Spain’s stance has led to a gradual deterioration in relations with Morocco.

Last year Morocco cancelled the visit of the King of Spain twice, and then cancelled the meeting of the Joint Bilateral Committee last December.

Then came the more recent diplomatic dispute between Morocco and Spain over Madrid’s decision to host the leader of the Polisario Front Brahim Ghali, who was admitted on humanitarian grounds and treated at a hospital in Northern Spain for Covid-19.

Ghali’s presence in Spain angered Morocco, which subsequently warned that there would be ‘consequences’.

The message that Morocco wanted to send to Spain and other European countries was that if they fail to listen to Morocco’s demands and change their policy position on Western Sahara, Morocco would open the flood gates and allow a surge in migration to take place from Morocco into European territory.

Morocco’s failure to co-operate in controlling the movement of migrants poses a real security and humanitarian problem for Spain which Morocco has capitalised on in the past.

Before the influx of migrants from Morocco to Ceuta (the Spanish autonomous city on the northern tip of Morocco) last week, Spain was already grappling with a surge in migrant arrivals on the Canary Islands off the Moroccan coast.

Rabat was accused of leveraging immigration as a diplomatic weapon last year in its bid to gain access to rare mineral deposits near the Canary Islands off the West coast of Morocco.

It appeared that Morocco had eased border controls, allowing more than 23 000 migrants to reach the island, a figure eight times higher than the year before.

This year the arrivals have so far more than doubled compared to the same period last year.

In March Morocco suspended repatriation flights of migrants from the Canaries.

This created a crisis for the Spanish government, and Rabat appears to have turned to the same playbook this week.

In what appeared to be retaliation for admitting Ghali for medical treatment, Morocco decided to weaponise migration once again to punish Spain.

Morocco turned a blind eye to thousands of migrants heading to Spain's Ceuta enclave in what analysts said was an attempt to pressure Madrid to recognise its sovereignty over Western Sahara.

Last week over 9 000 migrants swam or used tiny inflatable boats to cross unimpeded into the tiny territory from neighbouring Morocco, sparking a crisis for Madrid.

Approximately 2 000 - 3 000 migrants were children or teens.

Morocco has the capacity to control its borders, but observers say that Moroccan police were nowhere to be found.

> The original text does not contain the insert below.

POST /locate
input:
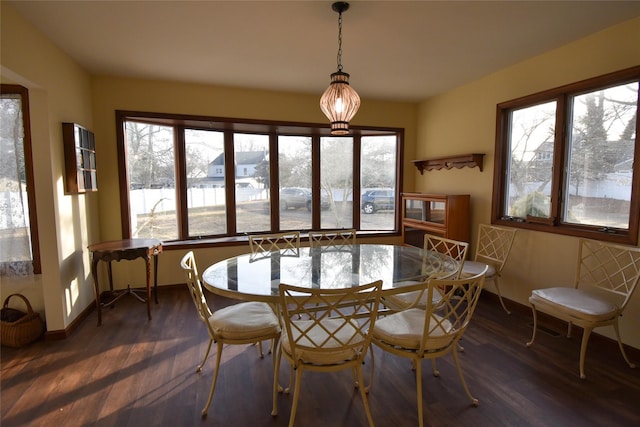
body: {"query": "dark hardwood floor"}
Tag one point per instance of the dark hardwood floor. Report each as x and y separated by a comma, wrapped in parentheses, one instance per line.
(134, 372)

Spanish Prime Minister Pedro Sanchez had to cancel a trip to Paris and arrived in Ceuta last Tuesday, vowing to “restore order” as soon as possible.

Sánchez and Foreign Affairs Minister Arancha González Laya made multiple calls and overtures to EU states in a bid to increase pressure on Morocco.

The efforts worked, and according to government sources, several European foreign offices made public and private calls to the Moroccan government to send the message that it was not only up against Spain, but all of the EU.

EU leaders backed Spain, saying the mass incursion in Ceuta was a breach of the bloc's borders, and the European Commission Vice President Margaritis Schinas called for a “strong protection of our borders”.

The perception has been that what has happened in Ceuta is another example of how Morocco plays with migration as a way to pursue its own interests.

Attempts at blackmail have clearly backfired, as despite the pressure that Morocco put on Spain, González Laya said Spain was not going to change its position on the disputed territory.

This is most likely the position of many other European states as well.

* Shannon Ebrahim is Independent Media’s Group Foreign Editor.